I did not know Walt Disney testified before the House Un-American Activities Committee (HUAC) or about the Disney animators' strike. This time in Disney's longstanding history is an event the studio does not widely publicize. Considering the other texts we've engaged with surrounding labor unions and strikes, I investigated the dynamic between Disney and his animators.

The nature of the animation industry's product compared to manual labor industries warrant different demands from workers when on strike. There were strikes in many industries such as electrical machinery, sawmills, logging camps, textile, etc. (United States Department of Labor, 7). In these industries, the people usually called for fairer work hours, safe working conditions, minimum wage, and union control. Although Disney animators experienced labor challenges, the industry struggled with authorship and workplace culture. The issues the animators experienced are similar to the labor relations today in the creative industry regarding screen credit and intellectual property rights.

The tension between the animators and Disney also contributed to the discontentment of those who chose to strike. According to Jon Lewis, "The unfair labor practices at the Disney studios resulted from a paternalistic system in which rewards and punishments were distributed according to the personal whims of Walt Disney" (24). The public perceived Disney as the sole creator behind his animations and took the credit from weary animators who spent long hours in a tense work environment. Disney created a hierarchy within the studio, which may have intentionally isolated workers and dissuade them from unionizing. However, this technique backfired as the animators united to go on strike.

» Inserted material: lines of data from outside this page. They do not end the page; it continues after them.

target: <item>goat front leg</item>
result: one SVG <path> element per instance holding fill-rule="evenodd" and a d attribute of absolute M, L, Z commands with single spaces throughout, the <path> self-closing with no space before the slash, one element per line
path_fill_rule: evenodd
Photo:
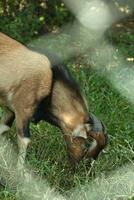
<path fill-rule="evenodd" d="M 12 111 L 10 111 L 8 108 L 4 109 L 3 116 L 0 121 L 0 134 L 3 134 L 4 132 L 8 131 L 14 121 L 15 115 Z"/>

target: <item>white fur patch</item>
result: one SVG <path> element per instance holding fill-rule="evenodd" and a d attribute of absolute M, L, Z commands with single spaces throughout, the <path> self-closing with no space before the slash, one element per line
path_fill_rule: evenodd
<path fill-rule="evenodd" d="M 78 125 L 76 129 L 72 132 L 73 137 L 82 137 L 87 139 L 87 133 L 84 125 Z"/>
<path fill-rule="evenodd" d="M 0 124 L 0 134 L 8 131 L 10 128 L 9 126 L 5 125 L 5 124 Z"/>

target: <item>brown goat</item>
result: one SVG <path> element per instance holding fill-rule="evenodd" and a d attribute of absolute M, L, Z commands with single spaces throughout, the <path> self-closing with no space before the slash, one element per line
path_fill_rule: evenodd
<path fill-rule="evenodd" d="M 104 125 L 88 109 L 79 87 L 62 66 L 0 33 L 0 105 L 5 108 L 0 133 L 15 119 L 18 166 L 30 142 L 29 125 L 40 120 L 58 126 L 72 167 L 83 157 L 96 158 L 107 143 Z"/>

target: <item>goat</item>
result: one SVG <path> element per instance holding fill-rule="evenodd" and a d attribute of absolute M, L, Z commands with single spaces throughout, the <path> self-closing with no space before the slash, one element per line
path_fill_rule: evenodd
<path fill-rule="evenodd" d="M 30 142 L 30 122 L 45 120 L 58 126 L 66 141 L 72 165 L 96 158 L 107 144 L 105 126 L 88 112 L 77 82 L 61 65 L 52 66 L 45 55 L 34 52 L 0 33 L 0 105 L 4 107 L 0 133 L 15 119 L 19 157 L 24 165 Z"/>

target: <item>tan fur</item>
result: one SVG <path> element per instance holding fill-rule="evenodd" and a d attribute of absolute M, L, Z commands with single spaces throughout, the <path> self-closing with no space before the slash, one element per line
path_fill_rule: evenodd
<path fill-rule="evenodd" d="M 0 33 L 0 103 L 15 109 L 48 95 L 52 73 L 47 57 Z M 6 103 L 5 103 L 6 102 Z M 21 105 L 19 104 L 19 105 Z"/>
<path fill-rule="evenodd" d="M 0 105 L 15 113 L 20 150 L 18 165 L 28 145 L 24 145 L 24 124 L 32 117 L 37 102 L 50 93 L 51 85 L 52 72 L 47 57 L 0 33 Z M 7 112 L 4 120 L 11 115 L 11 111 Z"/>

In the aftermath of the strike, Disney never forgave his workers. Lewis writes, "The negative publicity attending the strike militated against long-held notions of amicable relations between supposedly dedicated animators and their Uncle Walt" (23). Disney felt personally attacked and betrayed by those on strike. His testimony to HUAC blacklisted some of his colleagues and attempted to destroy their public image. There were also underlying tensions between Disney and those who returned to the studio to produce war films and propaganda. The familial atmosphere disappeared, and the studio didn't regain prominence during Disney's lifetime (Lewis 23-24). Despite the Disney animators' strike, I am amazed by how the studio bounced back and has become a global media corporation.